Der Atem des Teufels

FENNA WILLIAMS

Die Picknickdecke lag eine Handbreit vom Abgrund entfernt. Entgegen den Wünschen ihrer jüngeren Schwestern hatte Asta diesen Platz gewählt, obwohl nur ein morsches Geländer sie alle drei vor dem Sturz in den Tod bewahrte.

»Können wir bitte etwas näher an die alte Mauer da hinten rücken?«, fragte Marie vorsichtig. Sie zeigte auf eine in sicherem Abstand liegende Ruine, die vor zweitausend Jahren zum Palast des römischen Kaisers Tiberius gehört hatte und damit heute zu den touristischen Höhepunkten eines Urlaubs auf Capri zählte.
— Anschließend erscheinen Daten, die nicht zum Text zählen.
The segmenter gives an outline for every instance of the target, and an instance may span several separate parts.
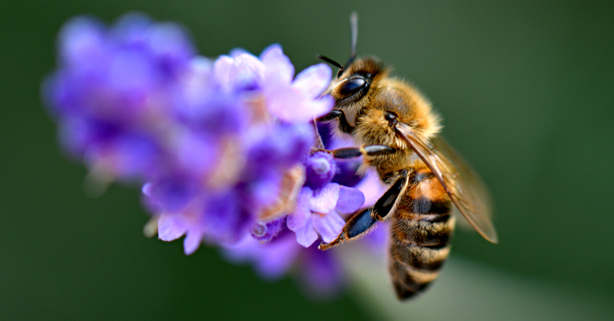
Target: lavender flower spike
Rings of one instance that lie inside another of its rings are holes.
[[[140,14],[109,27],[74,19],[58,48],[42,93],[61,144],[95,179],[142,186],[149,233],[184,237],[186,255],[219,246],[268,278],[299,262],[304,279],[336,287],[335,252],[311,246],[336,237],[365,196],[333,181],[356,184],[350,166],[314,152],[313,119],[334,102],[322,96],[328,66],[295,76],[279,45],[212,60],[177,25]]]
[[[332,156],[319,152],[305,162],[307,179],[301,190],[296,210],[287,224],[297,235],[297,242],[308,247],[319,234],[330,242],[341,232],[345,221],[339,215],[357,210],[365,203],[362,192],[330,180],[336,171]],[[317,232],[317,233],[316,233]]]

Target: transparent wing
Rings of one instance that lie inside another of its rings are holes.
[[[397,125],[397,132],[437,176],[452,202],[484,238],[497,243],[491,221],[488,190],[481,179],[441,137],[429,141],[409,125]]]

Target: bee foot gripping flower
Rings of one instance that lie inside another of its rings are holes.
[[[334,238],[340,214],[365,199],[332,180],[347,166],[311,153],[313,119],[333,104],[321,97],[329,67],[295,77],[278,45],[212,61],[180,27],[138,14],[111,28],[77,18],[62,29],[58,54],[42,93],[61,145],[95,179],[142,184],[148,234],[157,223],[163,241],[185,236],[188,255],[203,241],[220,246],[267,277],[297,261],[319,266],[331,272],[318,287],[336,286],[333,252],[310,246],[318,234]]]

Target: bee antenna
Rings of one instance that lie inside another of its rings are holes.
[[[349,66],[356,58],[356,42],[358,42],[358,13],[356,11],[349,15],[349,23],[352,27],[352,51],[346,66]]]
[[[333,60],[332,59],[330,59],[330,58],[326,56],[318,55],[317,56],[316,56],[317,57],[318,59],[321,59],[326,61],[327,63],[328,63],[329,64],[339,68],[339,72],[337,73],[337,77],[341,75],[341,74],[343,73],[343,66],[341,66],[341,64],[335,61],[335,60]]]

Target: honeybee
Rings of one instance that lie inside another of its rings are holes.
[[[335,121],[360,147],[328,151],[362,155],[387,190],[373,206],[358,211],[327,250],[365,235],[378,222],[391,221],[389,272],[400,300],[423,290],[439,274],[454,230],[453,205],[485,239],[497,243],[491,203],[482,180],[441,138],[440,120],[415,88],[390,75],[373,57],[356,58],[357,17],[352,21],[352,53],[326,93],[333,109],[317,120]]]

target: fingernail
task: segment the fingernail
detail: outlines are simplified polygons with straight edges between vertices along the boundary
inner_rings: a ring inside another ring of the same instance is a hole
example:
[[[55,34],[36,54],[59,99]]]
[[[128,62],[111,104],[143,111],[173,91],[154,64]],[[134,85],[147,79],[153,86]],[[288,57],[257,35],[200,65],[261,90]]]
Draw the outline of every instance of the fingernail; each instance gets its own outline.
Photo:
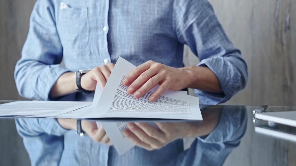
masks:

»Wieso? Was ist da besser als hier?« Astas gereizter Tonfall verlangte nach einer unwiderlegbaren Begründung, denn sie kniete bereits vor der Kühltasche und öffnete den Reißverschluss auf. Konzentriert zog sie eine Flasche Alkohol nach der anderen aus dem Eis und schuf damit ein sichtbares Argument gegen einen Umzug, bevor die jüngste der drei die Chance gehabt hatte zu antworten.

»Die Sonne scheint mir in die Augen«, log Marie, um nicht zugeben zu müssen, wie wenig ihr die Felskante in ihrer unmittelbaren Nähe behagte.

»Das Problem erledigt sich in den nächsten zehn Minuten von selbst.« Asta machte eine Kopfbewegung über Klippen und Meer hinweg zur Festlandseite, wo die einsetzende Dämmerung den Vesuv bereits in einen majestätischen Schatten verwandelte.

»Wenn bei Capri die rote Sonne im Meer versinkt …«, intonierte Tania und fing sich dafür von der jüngeren einen verzweifelten und von der älteren einen ihrer seltenen anerkennenden Blicke ein. Sichtbar zufrieden mit sich stellte Asta drei Cocktailgläser aus echtem Kristall auf ein Tablett und nahm dann die Flasche Limoncello, die durch die Kälte der Kühltasche mit Reif überzogen war. »Dieser Likör ist flüssiges Capri. Er wird aus Aberhunderten von Zitronen hergestellt«, erklärte sie. »Den hier hat Pauls Haushälterin extra für ihn angesetzt. Er schmeckt viel intensiver als die industriell gefertigten. Ich werde mir von ihr das Rezept geben lassen.« Mit leicht zusammengekniffenen Augen goss sie zwei Finger breit der gelben Flüssigkeit in jedes Glas und rieb dann die Hände aneinander, um ihre Finger wieder aufzuwärmen. Dann sah sie ihre Schwestern fragend an. »Was wollt ihr für die zweite Schicht? Aperol oder Campari?«

Tania zuckte die Achseln, aber Marie beeilte sich zu sagen: »Was du nimmst, Asta. Gerne, was du nimmst.«

Asta nickte und goss vorsichtig dieselbe Menge Campari ins Glas, so dass sich der Bitterlikör nur am übergang mit dem Limoncello vereinigte, sonst aber wie ein roter Gürtel über gelbem Band wirkte.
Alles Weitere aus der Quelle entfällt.